Your favourite flavour (e.g a gin) should be the predominant booze, e.g 30% or even 50%.
Discard one of the bottles entirely. And don’t be afraid to switch one bottle out for another, after you’ve tasted.

And really trust your own palate.

Then shake it with ice. Or stir it with ice. Try both, find your favourite.
For glam, put your glasses in the freeze.

The great things about your gins, is that you have a selection of very different types, so just tasting through them will give you an idea of what profiles they have and what flavours you’d like to bring out – or subdued. And, when you come up with a recipe you like, you can substitute the different gins and see how it all changes.

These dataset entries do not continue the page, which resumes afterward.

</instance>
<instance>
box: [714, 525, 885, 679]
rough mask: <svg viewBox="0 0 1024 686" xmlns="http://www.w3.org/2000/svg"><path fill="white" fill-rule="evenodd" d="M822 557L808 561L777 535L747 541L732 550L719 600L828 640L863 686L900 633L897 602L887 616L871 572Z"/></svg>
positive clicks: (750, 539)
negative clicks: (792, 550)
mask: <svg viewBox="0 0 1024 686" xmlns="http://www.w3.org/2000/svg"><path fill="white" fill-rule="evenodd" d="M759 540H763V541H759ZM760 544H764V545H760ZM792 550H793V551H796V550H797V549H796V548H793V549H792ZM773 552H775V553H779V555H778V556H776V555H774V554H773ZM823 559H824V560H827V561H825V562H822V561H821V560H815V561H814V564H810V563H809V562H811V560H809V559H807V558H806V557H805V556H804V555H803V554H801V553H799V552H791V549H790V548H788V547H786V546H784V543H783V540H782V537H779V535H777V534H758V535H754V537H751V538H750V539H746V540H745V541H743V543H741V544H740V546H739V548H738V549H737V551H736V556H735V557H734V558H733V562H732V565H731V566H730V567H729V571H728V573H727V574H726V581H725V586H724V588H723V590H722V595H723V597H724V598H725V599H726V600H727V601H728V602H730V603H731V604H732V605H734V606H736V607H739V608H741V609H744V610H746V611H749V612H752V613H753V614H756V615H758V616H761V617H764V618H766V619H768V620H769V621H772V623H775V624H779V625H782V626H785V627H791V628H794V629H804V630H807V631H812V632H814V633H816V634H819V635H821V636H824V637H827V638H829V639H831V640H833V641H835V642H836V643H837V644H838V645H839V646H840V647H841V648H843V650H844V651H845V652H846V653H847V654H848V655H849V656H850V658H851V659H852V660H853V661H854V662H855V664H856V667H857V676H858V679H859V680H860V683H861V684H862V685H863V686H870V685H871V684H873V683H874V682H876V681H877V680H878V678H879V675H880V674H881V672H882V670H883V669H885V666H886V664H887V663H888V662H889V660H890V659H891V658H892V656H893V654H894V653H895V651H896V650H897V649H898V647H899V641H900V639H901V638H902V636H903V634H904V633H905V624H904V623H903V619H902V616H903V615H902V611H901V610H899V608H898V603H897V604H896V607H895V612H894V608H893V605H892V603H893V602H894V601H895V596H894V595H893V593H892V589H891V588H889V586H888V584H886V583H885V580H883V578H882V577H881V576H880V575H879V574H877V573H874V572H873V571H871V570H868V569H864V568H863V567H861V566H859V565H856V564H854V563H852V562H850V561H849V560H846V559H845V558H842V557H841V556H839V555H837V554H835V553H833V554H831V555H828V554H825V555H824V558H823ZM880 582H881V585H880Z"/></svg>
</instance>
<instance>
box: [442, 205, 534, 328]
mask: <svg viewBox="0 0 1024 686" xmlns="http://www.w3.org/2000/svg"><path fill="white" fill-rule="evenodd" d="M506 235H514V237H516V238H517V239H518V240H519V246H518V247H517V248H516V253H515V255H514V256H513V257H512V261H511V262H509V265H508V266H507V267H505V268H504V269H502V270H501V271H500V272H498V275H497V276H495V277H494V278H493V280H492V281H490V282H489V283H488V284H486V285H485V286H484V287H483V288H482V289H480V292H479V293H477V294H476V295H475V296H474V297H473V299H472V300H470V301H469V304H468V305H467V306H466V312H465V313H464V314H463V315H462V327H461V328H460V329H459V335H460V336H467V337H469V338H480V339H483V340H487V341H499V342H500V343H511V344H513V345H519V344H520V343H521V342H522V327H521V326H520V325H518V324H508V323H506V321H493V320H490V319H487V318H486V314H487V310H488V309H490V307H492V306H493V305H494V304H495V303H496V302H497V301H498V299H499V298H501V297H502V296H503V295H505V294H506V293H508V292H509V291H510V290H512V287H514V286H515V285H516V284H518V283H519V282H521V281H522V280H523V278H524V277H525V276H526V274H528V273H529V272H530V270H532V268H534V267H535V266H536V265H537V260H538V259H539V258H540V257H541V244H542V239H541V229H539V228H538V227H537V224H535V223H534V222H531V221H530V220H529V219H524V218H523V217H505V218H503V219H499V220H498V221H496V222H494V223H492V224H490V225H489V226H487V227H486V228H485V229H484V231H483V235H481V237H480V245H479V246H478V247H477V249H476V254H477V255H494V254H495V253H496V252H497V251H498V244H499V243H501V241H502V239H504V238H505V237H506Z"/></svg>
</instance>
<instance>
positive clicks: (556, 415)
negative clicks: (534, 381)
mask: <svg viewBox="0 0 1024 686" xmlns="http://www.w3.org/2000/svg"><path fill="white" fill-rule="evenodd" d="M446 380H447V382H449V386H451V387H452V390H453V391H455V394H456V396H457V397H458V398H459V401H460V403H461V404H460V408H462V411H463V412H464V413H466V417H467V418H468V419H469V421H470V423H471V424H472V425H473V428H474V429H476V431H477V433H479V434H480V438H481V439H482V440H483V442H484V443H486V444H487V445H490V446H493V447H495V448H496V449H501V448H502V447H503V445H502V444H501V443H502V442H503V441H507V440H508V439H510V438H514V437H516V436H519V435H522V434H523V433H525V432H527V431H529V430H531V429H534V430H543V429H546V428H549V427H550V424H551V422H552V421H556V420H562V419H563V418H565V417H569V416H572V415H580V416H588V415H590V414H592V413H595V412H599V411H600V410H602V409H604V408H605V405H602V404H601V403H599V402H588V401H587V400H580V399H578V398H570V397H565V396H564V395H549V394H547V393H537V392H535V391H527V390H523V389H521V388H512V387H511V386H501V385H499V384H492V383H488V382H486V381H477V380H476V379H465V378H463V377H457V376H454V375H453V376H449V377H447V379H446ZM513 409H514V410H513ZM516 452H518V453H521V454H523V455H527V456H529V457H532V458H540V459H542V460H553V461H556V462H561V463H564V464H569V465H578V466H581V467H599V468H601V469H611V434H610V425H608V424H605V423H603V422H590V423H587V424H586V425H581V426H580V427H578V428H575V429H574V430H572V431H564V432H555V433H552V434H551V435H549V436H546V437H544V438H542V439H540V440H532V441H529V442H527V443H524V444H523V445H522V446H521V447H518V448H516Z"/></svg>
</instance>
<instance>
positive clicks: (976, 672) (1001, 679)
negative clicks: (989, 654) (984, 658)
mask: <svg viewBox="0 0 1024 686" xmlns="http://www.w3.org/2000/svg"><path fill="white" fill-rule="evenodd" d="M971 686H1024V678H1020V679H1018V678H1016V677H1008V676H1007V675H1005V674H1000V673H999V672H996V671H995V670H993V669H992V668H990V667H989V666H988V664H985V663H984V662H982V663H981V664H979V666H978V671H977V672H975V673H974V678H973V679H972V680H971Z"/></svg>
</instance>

I find this part super fun.

And there are basics that you can be inspired by, these are three that I kind of mirror what I have in the booze cabinet on.
Negroni: 1part dry botanicals (gin), 1 part bitter (Campari), 1 part sweet (vermouth rosso)
Gin Fizz: Mostly dry botanicals (gin), topped up with sparkling (water, but why not just go with bubbles!) and a squeeze of acidity (lemon)
Manhattan: 2 parts sweet/oak/caramel (Kentucky bourbon), 1 part fragrant sweet (French vermouth) 1 part sweet (sweet Italian vermouth)

But first
, pour yourself a wee tipple of the amazing Japanese plum wine, one ice cube.

These are just my thoughts, and the way I approach my slightly ridiculous booze cabinet that seems to have the gambit from whisky to herbaceous French mountain liquors and every flavour profile in between! By no means a professional, just titted about in the food and drinks world for 20years, serving, and now writing about it.